The big question, perhaps unsurprisingly, is whether America’s failing political system, gridlocked by inter-partisan loathing, will permit it to make much legislative progress. Democrats’ (and some Republicans’) great hope before the election was that it would deal a sufficiently thumping defeat to Trump to make his party retreat from the partisan fray; or at least pick its battles more selectively. But the electorate’s verdict was too close for that to be the case. Sober Republicans look on the fact that their party retained control of the Senate (at least until two run-off races are held in Georgia on January 5th) and that it picked up seats in the House of Representatives as a success. Other Republicans actually believe Trump’s claim to have actually won the election. That is more than an acceptance of—it is a positive endorsement—his mud-wrestling approach to politics and ‘America First’ agenda.

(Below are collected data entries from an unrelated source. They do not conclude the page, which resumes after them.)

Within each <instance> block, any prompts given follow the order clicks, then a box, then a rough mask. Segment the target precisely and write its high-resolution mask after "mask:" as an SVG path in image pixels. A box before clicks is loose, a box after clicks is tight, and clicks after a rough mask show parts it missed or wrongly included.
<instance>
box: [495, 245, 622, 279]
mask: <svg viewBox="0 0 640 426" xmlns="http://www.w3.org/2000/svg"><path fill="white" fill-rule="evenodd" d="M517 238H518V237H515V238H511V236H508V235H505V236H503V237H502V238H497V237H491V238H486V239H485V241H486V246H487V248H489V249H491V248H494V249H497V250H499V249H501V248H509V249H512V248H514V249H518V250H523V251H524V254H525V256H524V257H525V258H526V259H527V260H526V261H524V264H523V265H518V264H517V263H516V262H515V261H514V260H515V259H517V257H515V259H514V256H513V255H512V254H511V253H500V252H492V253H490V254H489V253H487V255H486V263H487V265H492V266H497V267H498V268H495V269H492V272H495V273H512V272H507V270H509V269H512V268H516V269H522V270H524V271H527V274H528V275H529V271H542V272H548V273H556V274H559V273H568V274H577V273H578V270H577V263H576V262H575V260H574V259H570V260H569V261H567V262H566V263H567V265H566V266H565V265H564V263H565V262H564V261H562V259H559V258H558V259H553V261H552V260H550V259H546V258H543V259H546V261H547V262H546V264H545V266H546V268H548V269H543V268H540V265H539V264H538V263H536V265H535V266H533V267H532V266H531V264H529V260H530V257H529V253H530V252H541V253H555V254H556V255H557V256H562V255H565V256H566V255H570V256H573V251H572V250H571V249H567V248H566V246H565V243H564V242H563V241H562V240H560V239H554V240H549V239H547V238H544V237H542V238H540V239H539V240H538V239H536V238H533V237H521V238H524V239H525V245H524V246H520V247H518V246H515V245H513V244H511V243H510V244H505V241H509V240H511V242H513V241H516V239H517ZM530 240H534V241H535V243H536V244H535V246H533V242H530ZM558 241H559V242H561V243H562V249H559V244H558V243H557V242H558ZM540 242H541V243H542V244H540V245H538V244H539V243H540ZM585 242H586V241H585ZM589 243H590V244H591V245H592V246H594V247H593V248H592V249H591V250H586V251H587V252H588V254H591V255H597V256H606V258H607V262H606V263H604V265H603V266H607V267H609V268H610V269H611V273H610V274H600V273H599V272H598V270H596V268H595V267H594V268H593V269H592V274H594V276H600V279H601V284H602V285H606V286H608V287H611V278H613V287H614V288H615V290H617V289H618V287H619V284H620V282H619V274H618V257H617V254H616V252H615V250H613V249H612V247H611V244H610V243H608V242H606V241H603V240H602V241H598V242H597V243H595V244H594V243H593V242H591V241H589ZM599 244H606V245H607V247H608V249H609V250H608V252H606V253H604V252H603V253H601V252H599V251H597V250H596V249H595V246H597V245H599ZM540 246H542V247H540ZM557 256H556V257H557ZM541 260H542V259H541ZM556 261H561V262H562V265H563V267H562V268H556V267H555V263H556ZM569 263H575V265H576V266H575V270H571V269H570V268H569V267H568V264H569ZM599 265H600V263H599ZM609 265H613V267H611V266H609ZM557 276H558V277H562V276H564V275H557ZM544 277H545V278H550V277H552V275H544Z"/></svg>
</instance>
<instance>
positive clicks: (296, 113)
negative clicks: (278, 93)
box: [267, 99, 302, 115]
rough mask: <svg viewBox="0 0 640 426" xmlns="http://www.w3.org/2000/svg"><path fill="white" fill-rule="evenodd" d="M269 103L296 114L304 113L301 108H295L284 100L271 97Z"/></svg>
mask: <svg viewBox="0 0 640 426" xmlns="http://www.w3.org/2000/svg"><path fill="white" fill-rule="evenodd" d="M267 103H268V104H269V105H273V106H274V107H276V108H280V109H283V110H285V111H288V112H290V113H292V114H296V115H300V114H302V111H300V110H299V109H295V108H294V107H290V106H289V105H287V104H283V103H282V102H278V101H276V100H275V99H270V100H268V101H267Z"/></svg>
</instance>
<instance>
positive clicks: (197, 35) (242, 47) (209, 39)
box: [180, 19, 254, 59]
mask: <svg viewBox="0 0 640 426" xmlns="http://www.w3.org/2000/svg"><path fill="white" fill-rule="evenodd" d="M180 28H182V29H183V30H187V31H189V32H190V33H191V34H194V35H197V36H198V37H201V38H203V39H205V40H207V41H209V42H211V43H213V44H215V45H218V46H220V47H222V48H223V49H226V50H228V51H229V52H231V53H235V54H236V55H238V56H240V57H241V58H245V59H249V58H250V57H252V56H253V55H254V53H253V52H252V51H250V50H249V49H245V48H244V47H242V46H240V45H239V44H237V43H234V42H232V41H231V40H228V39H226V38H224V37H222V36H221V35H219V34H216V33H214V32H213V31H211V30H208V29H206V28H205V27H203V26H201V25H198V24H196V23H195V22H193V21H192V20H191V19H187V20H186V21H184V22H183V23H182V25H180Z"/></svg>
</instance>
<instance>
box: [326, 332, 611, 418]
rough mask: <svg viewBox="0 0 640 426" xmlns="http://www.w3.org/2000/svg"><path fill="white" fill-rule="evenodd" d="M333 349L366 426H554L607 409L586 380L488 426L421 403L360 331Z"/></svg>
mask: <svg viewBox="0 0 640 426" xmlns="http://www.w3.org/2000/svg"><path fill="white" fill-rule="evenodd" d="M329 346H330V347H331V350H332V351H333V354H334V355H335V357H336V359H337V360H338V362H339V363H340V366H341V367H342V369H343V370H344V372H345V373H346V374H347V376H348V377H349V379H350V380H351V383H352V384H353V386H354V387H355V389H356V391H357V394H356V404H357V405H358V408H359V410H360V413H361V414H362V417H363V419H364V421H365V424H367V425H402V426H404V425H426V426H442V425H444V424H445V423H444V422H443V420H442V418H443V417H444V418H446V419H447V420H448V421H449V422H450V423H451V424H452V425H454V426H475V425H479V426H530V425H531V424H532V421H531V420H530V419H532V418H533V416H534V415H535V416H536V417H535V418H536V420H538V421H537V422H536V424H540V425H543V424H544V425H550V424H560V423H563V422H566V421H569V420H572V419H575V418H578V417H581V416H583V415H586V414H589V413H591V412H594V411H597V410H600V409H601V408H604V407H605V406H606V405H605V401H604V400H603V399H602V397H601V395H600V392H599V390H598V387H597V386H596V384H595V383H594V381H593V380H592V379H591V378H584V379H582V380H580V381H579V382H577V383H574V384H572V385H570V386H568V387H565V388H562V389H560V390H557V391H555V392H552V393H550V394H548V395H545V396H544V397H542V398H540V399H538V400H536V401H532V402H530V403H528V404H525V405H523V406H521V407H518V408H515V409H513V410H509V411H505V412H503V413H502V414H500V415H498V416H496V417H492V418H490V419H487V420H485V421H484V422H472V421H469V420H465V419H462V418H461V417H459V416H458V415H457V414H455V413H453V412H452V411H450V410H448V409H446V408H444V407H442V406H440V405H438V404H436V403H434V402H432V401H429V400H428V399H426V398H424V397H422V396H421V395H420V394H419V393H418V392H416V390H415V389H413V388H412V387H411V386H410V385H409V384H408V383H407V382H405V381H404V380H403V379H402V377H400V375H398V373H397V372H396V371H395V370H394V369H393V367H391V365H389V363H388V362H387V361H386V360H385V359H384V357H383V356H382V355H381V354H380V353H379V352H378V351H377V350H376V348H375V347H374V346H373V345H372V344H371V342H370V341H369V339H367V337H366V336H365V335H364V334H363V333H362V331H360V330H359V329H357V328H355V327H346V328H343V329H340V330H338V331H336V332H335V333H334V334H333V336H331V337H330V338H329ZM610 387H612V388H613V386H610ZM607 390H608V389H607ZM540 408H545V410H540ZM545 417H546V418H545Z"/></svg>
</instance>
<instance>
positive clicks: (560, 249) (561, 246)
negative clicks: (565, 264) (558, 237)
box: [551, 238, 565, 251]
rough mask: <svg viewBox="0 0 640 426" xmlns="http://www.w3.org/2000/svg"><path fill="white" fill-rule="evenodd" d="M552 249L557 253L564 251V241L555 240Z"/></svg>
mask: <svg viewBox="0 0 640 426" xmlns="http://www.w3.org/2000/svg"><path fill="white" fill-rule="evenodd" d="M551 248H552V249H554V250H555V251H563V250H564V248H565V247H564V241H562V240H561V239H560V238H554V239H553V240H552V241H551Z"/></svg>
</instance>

And even if the prospect of a serious Republican repudiation of that Trumpist agenda seemed more likely than I believe it is, there is the man himself to consider. He is likely to remain the de facto leader of his party even after his ejection from the White House. He is also said to be planning to run again in 2024; Senate Republicans certainly expect him to. Tweeting in the wings, while fulminating on Fox News, Trump might be expected to rail against Republicans making any proposed legislative compromise with the Democrats—even on such relatively anodyne matters as infrastructure investment.
He has already amply displayed his willingness to put political tactics before the national interest. Currently, over 3,000 Americans are dying every day of Covid-19; more than died when the Twin Towers came down on 9/11. Yet, Trump, maddened by his electoral defeat, has not stooped to make any serious comment on the pandemic in weeks. If Republican lawmakers will not take a stand against the soon-to-be-former president, they will not be able to work with the Democrats on any important new legislation. In which case, there will not be any.
The irony is that voters’ dissatisfaction with partisan gridlock in Washington helped create the conditions for Trump’s rise—railing against the elites—in the first place.
After such a year as this has been, it is not hard to be downbeat about America’s chances of fixing its dysfunctional politics. It may be too easy, however. As Trump is now demonstrating, with his crazy election revisionism, he has emerged as American democracy’s single biggest political problem. It is correspondingly not hard to imagine the damage another four years of him would have done to America’s alliances and domestic cohesion. But just enough voters—around 4,000 in Arizona, Georgia and Wisconsin, to be precise—were against that prospect. So Trump will soon be gone, at least for a while. And America’s prospects will instantly look far rosier as a result.